Monday, June 20, 2016

Father Atticus

Most people read through the lens of their background, culture, experience, and prior knowledge.  The nature of the lens determines the extent to which they relate to what they are reading.  This applies to both fiction and nonfiction writing.  But I have found that in fiction, my particular lens influences my opinions of the characters.

Take, for example, To Kill a Mockingbird.  When I first read the book, there were many elements of the story that I could relate to, especially the character of Scout.  I had the same haircut, I lived in a small town, and I ran wild in the streets with my siblings and our friends.  We played games and enacted dramas, just like Jem, Scout, and Dill.  We even had our own version of Boo Radley.

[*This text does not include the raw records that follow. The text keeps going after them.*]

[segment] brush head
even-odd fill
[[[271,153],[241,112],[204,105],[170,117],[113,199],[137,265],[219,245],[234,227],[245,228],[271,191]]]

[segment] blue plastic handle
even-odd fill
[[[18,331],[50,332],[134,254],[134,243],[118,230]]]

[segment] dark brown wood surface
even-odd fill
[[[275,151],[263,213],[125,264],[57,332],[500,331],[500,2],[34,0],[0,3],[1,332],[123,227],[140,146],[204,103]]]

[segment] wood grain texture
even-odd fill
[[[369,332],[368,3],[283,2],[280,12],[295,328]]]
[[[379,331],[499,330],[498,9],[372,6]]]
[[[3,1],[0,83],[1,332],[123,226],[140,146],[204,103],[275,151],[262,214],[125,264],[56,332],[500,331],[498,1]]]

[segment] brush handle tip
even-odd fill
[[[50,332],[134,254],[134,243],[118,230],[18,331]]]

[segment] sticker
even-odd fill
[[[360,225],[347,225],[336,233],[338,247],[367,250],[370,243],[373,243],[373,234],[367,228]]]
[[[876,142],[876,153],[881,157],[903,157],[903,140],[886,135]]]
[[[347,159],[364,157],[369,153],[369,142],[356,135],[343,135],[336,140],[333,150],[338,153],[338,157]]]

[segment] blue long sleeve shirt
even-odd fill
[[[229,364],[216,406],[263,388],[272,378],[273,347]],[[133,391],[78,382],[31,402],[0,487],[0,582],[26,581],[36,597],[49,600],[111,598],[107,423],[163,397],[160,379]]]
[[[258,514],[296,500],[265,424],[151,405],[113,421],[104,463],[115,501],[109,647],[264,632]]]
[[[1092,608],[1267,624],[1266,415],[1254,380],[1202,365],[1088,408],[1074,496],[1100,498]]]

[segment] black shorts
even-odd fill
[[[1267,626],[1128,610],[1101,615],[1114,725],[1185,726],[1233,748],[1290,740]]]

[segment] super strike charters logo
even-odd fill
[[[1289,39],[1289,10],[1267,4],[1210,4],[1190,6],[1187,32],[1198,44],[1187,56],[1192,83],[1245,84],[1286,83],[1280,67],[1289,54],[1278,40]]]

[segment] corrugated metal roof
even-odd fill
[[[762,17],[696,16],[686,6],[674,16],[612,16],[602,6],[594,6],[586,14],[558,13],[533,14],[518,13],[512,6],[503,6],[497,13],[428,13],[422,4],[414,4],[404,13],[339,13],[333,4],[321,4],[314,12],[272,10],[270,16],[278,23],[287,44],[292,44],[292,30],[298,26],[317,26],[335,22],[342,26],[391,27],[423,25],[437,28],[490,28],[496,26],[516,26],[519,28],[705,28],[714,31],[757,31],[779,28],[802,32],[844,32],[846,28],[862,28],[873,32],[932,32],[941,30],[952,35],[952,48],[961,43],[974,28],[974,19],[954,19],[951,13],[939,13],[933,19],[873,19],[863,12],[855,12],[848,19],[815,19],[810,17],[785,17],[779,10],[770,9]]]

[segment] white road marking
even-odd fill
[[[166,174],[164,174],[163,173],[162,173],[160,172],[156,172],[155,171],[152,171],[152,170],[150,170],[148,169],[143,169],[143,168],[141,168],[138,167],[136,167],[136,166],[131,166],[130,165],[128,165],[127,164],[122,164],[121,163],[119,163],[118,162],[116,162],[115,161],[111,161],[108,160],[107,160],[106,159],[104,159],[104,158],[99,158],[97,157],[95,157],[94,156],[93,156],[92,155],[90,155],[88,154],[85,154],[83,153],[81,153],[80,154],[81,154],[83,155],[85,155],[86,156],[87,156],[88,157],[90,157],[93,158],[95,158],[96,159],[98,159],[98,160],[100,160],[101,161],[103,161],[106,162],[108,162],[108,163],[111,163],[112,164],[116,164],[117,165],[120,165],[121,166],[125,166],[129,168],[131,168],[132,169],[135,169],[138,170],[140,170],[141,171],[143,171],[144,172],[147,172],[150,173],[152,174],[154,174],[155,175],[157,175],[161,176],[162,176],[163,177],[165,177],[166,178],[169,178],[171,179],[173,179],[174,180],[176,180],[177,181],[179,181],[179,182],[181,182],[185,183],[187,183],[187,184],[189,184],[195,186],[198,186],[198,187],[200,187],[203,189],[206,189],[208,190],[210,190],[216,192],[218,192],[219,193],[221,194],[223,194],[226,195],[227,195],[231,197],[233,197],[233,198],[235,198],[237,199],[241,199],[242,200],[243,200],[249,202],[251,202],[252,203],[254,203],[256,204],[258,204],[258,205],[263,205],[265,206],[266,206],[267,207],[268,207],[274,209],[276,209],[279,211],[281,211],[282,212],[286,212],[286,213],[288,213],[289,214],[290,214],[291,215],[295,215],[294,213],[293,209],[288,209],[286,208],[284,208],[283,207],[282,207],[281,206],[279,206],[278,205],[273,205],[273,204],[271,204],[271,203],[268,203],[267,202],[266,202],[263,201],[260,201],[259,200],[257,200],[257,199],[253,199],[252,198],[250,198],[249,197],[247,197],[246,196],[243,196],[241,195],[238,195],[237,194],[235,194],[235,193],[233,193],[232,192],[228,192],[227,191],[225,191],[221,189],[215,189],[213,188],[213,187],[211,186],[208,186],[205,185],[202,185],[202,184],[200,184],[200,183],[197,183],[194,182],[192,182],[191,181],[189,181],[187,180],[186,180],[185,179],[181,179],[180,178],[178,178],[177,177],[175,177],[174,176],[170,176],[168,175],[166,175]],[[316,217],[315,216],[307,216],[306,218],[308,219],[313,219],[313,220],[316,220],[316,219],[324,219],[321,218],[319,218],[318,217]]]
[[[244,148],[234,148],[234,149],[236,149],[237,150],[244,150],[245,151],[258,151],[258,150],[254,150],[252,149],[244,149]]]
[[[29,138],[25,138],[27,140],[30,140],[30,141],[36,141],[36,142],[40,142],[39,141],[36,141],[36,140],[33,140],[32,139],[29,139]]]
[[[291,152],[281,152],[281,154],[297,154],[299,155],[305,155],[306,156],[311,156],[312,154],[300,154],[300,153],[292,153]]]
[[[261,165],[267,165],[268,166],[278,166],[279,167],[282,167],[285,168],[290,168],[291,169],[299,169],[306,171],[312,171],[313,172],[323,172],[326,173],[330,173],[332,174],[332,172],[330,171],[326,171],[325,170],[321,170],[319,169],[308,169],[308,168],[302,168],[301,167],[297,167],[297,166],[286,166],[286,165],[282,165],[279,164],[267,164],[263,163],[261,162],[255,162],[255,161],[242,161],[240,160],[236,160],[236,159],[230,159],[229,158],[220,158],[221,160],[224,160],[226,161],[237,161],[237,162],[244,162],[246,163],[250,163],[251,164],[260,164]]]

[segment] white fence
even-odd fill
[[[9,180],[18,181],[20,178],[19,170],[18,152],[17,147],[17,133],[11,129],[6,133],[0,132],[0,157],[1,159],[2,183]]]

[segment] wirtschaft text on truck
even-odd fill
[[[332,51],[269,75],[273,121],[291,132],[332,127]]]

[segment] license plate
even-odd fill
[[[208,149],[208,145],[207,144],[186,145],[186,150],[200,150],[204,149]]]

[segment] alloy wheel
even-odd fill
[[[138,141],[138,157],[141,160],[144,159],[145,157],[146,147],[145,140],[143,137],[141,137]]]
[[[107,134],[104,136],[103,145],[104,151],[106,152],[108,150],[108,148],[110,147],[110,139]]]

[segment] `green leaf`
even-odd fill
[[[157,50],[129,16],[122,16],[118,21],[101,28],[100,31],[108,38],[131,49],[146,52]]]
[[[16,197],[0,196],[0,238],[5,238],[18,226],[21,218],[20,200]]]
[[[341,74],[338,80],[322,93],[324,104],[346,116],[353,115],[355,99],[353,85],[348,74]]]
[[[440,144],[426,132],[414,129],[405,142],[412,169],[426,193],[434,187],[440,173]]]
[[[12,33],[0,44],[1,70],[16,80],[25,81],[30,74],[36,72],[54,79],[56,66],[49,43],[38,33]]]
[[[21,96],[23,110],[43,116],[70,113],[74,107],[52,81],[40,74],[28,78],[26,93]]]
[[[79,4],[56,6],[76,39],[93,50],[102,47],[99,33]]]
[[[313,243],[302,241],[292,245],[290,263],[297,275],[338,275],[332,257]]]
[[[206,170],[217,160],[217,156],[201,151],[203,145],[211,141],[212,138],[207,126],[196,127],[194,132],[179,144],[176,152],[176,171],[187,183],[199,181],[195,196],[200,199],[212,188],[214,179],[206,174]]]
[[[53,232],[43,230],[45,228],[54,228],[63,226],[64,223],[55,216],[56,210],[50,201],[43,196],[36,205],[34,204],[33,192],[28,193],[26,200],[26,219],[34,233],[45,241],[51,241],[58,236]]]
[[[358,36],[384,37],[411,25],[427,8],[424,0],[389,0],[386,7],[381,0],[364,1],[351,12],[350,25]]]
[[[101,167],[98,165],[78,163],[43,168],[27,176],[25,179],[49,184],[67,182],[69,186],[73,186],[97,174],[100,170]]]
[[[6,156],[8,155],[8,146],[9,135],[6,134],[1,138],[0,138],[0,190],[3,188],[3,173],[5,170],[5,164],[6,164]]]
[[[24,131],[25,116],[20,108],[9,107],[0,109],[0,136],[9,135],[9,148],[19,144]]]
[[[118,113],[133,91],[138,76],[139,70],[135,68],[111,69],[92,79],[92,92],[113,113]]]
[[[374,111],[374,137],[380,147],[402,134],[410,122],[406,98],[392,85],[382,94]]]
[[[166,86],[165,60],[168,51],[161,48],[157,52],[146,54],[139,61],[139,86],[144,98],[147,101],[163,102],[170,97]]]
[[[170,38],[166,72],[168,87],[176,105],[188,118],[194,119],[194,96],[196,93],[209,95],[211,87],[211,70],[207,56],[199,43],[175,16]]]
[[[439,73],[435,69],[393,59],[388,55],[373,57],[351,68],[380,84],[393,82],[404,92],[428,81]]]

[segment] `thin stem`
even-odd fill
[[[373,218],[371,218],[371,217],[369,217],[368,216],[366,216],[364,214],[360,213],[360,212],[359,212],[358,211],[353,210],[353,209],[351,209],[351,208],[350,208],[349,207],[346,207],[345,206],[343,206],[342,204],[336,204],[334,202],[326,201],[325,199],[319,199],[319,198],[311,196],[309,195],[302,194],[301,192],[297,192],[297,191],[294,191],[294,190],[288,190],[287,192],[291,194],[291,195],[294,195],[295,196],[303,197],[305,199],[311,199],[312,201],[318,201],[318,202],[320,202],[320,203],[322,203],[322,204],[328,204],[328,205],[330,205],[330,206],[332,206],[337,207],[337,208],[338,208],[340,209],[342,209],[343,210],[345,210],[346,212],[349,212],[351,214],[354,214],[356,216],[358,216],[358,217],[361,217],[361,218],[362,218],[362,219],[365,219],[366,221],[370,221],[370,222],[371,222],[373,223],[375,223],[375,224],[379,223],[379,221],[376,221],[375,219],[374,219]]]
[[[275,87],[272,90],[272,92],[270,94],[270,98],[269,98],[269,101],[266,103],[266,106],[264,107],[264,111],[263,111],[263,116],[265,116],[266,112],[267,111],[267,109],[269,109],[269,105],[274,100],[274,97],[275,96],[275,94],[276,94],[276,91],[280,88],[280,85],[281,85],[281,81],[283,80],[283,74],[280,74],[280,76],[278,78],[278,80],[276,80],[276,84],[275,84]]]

But for all the similarities, there was one great difference - one that always puzzled me.  For the life of me, I could not understand why Atticus Finch did not go to the school play.  In the book, he says he is "all in" after spending a week out of town.  To me that was no excuse.  My father was a traveling salesman and was gone every week.  Yet he was always available for any school event.

When I read that, I saw Atticus Finch through different eyes.  He was still an upright man and a decent lawyer but he was not a good father because he did not attend the school play.  I realized at the end of the story that it was necessary for Atticus to be absent.  His parenting style was central to setting up the climax.  If Atticus had gone to pageant, what would have brought Boo out of the shadows?  I know Atticus needed to stay home from the play - but it still annoyed me.  And that is because of the lens through which I see "father."